O Eurofighter é capaz de levar algumas das mais modernas armas de ataque ao solo: Brimstone, Storm Shadow, Paveway e JDAM; combinados com os sensores que também estão entre os melhores do mundo, os Typhoon são capazes de ataques devastadores.
O Eurofighter também pode levar os HARM e, embora ainda não haja um equivalente aos ECR, é muito melhor equipado para atacar defesas aéreas do que quaisquer caças atualmente em serviço na Ucrânia ou na Rússia.
CONCLUSÃO
Embora depois a Inglaterra tenha dito que não vai mandar aeronaves, o mesmo aconteceu com “tanques” antes – EUA disseram que não iriam enviar, mas acabaram mandando depois.
Ainda que sejam fornecidos em números relativamente reduzidos, as excelentes armas e sensores do Tornado e do Eurofighter aumentariam consideravelmente as possibilidades de ataque de alta precisão da Ucrânia.

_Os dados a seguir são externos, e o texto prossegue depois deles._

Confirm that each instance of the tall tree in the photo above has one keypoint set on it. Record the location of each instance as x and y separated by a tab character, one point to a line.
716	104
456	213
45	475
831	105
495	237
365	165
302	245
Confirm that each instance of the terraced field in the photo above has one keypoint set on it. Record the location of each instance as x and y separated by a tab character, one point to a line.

Mesmo um número reduzido das versões de superioridade aérea poderiam ser muito úteis para escoltar as atuais aeronaves de ataque, ou até mesmo para apoiar e complementar o possível envio de F-16.
Uma verdadeira “revolução” seria o uso dos caças multinacionais para a função DEAD; mesmo nas versões mais antigas, os HARM já se mostraram bastante eficientes quando lançados a partir de plataformas improvisadas como os Mig e Sukhoi ucranianos, certamente serão ainda mais eficientes a partir de caças ocidentais.
Retomamos aqui a conclusão do artigo que fala sobre os caças franceses para a Ucrânia:
A guerra se aproxima de completar um ano, e a Ucrânia vem resistindo muito bem apesar de não contar com aeronaves avançadas. Com os caças europeus, a capacidade ucraniana de se opor aos russos aumentaria ainda mais.
Entretanto, um problema bastante sério teria que ser resolvido antes: como operar tais caças com eficiência? Qualquer sistema militar exige uma preparação para seu uso, que inclui o treinamento daqueles que vão operar e manter, além do estabelecimento de linhas de suprimento de peças de reposição. Aeronaves levam estas questões a um outro patamar, pois suas exigências de manutenção e operação são extremamente elevadas e custosas.
Para piorar ainda mais esta situação, os ucranianos são operadores de “armas orientais”, e os caças europeus são “armas ocidentais”. De forma simplificada, a “filosofia” de uso, manutenção, logística… oriental é totalmente diferente da ocidental, o que exige mudanças profundas na forma de operar tais aeronaves. A adaptação já é difícil em tempos de paz, e com certeza será ainda mais difícil em tempos de guerra.
A consequência de uma incapacidade de se adaptar e operar as aeronaves de forma adequada é que as aeronaves passariam mais tempo no chão do que em operação, ou operadas de forma que não aproveite todas as suas capacidades, o que limitaria muito seu impacto no campo de batalha.